I'm getting terribly sick of the blame game happening in the media right now. Cut it out. Thousands of people and billions of dollars are flowing into the area. These are well-meaning hard-working people and green dollars.
If you're just a negative person and must, must blame somebody, let me help you out:
1) Blame Katrina. Cat 4 when she hit. Dropped water. I think she's somewhat culpable. Or, by proxy, blame Mother Nature, that incredible bitch whore.
2) Blame the levee designers. The fact that they broke is what really caused things to get ugly. Hang an engineer in effigy, if it makes you feel any better.
3) Blame the media. Talk about a slow response. Even with all of their fancy satellite phones and people on the scene it took 36 hours after landfall for a sense that things were really bad came from the media. Oh, wait, that's because it took that long for the levees to break and things to really get bad. The day after the storm it was still raining and windy so they couldn't see anything. Then nightfall hit and the levees broke. Then the next morning we started to hear that things were bad. Where's the response, huh media? All you had to do was Xxxking talk into a microphone and it took you 36 hours. Hell, you even tempered aid response speed with your "New Orleans Spared Direct Hit" headlines.
4) Blame Jean Baptiste Le Moyne, the Xxxhole who put the city in a flood zone in 1718.

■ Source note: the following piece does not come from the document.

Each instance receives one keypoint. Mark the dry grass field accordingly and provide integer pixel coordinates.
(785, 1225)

5) Blame the politicians of New Orleans, including Ray Nagin, for not funding bigger levees. That Xxxhole's shooting off at the mouth at everybody but his own administration. A few years ago the city newspaper ran a series of articles arguing for the funding of better levees. Political hilarity ensued. Now this.
Before landfall the administration was being lauded for its preparation, placing more people in theatre than it ever has before a storm. Now the same media outlets are lambasting the administration for everything from water shortages to looting. Stop being negative and sensational. It's a national tragedy. It's ugly. People need help. We get it.

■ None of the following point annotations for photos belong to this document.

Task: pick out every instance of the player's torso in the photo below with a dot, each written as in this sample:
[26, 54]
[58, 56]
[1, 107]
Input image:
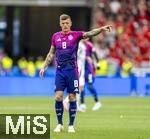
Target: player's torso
[66, 48]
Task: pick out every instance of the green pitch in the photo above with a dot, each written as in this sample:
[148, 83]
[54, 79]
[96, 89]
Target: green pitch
[119, 118]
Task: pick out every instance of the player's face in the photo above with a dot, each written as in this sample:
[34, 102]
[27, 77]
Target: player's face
[65, 25]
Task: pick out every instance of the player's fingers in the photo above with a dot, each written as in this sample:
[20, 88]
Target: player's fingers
[41, 74]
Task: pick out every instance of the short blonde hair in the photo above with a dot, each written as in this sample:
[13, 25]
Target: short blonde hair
[64, 17]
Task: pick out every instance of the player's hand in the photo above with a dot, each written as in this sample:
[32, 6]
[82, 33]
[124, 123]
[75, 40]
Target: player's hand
[107, 28]
[41, 73]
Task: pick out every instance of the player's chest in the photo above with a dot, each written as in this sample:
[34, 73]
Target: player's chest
[65, 42]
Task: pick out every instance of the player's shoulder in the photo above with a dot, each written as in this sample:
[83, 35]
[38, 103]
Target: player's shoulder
[76, 32]
[89, 43]
[57, 33]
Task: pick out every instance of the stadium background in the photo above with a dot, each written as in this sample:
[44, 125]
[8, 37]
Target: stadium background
[26, 27]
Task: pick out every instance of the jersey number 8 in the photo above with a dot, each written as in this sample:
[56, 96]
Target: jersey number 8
[64, 45]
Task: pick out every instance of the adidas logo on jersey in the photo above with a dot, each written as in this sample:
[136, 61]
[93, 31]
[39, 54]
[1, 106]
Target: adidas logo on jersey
[76, 90]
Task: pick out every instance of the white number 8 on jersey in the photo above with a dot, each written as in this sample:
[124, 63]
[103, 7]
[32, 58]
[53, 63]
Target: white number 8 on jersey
[64, 45]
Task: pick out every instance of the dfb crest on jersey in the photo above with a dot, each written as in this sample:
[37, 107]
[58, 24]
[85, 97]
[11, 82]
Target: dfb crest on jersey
[59, 39]
[70, 37]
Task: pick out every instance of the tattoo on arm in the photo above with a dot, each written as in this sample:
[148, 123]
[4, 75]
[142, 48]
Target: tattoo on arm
[49, 57]
[96, 56]
[92, 33]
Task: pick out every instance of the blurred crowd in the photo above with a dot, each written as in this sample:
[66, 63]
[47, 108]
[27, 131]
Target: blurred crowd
[24, 67]
[128, 45]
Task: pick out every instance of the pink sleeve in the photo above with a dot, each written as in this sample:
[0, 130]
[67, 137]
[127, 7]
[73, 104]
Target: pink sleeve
[80, 34]
[53, 41]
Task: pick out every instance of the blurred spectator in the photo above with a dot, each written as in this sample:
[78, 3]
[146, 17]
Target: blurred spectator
[31, 69]
[128, 45]
[22, 64]
[7, 64]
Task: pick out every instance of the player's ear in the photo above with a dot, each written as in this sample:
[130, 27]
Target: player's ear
[70, 23]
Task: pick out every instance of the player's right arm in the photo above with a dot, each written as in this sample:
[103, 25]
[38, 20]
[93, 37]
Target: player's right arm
[48, 60]
[97, 31]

Roads are broken. Railways are bent. Airports are broken or jammed. The city is under X feet of water. It's not easy to get reporters in, much less multi-ton food containers.
Do you really think for one Xxxking second that anybody has tried to slow the help? Or, better put, do you really think that a systemic desire to slow aid exists? (Because I'm sure you'll find that one Xxxhole who did try to slow progress and wave him all over the airwaves for weeks. He's an irrelevant Xxxhole and doesn't speak for the thousands who are working hard right now.) Do you think the thousands of people assigned to FEMA are stupid? Do you think that you, Mr./Mrs. Television Producer, know more about the logistics of supply delivery in a water-covered city than FEMA? (Yeah, I'm sure your Connecticut School of Broadcasting curriculum included Emergency Supply Logistics 101.)
The task at hand is incredibly difficult. Progress is being made. Don't turn it into a race thing. Don't turn it into a political thing. Don't turn against your fellow Americans.
Don't buy the hype coming from the media outlets. The actual timeline of events is much more compressed than they report. The actual aid response is much more massive than they report. Each media outlet has, what, twenty reporters on the scene? Why do they think they can see everything that's happening? A producer last night said that it felt like viewing the city "through a straw."
Stay positive and we'll get through this. If you wonder why the world thinks Americans are Xxxholes, just look at how our media (not our people) goes on the offensive in a time of crisis. All they see is the media coverage. Is that how you want to be seen in the world? Bunch of bickering Xxxholes.
From what I'm seeing third hand through the media we're turning a corner. Supplies are flowing. People are being evacuated. Levees are being repaired.
We need to get beyond the blame game and ask ourselves how we're going to deal with the one and a half million people displaced from the city of New Orleans. We keep hearing about the roughly 50,000 still in the city or the 75,000 now in shelters. What about the folks who actually fled before the storm? They're in hotels and no longer have homes or jobs. What will they do? What will we do to help?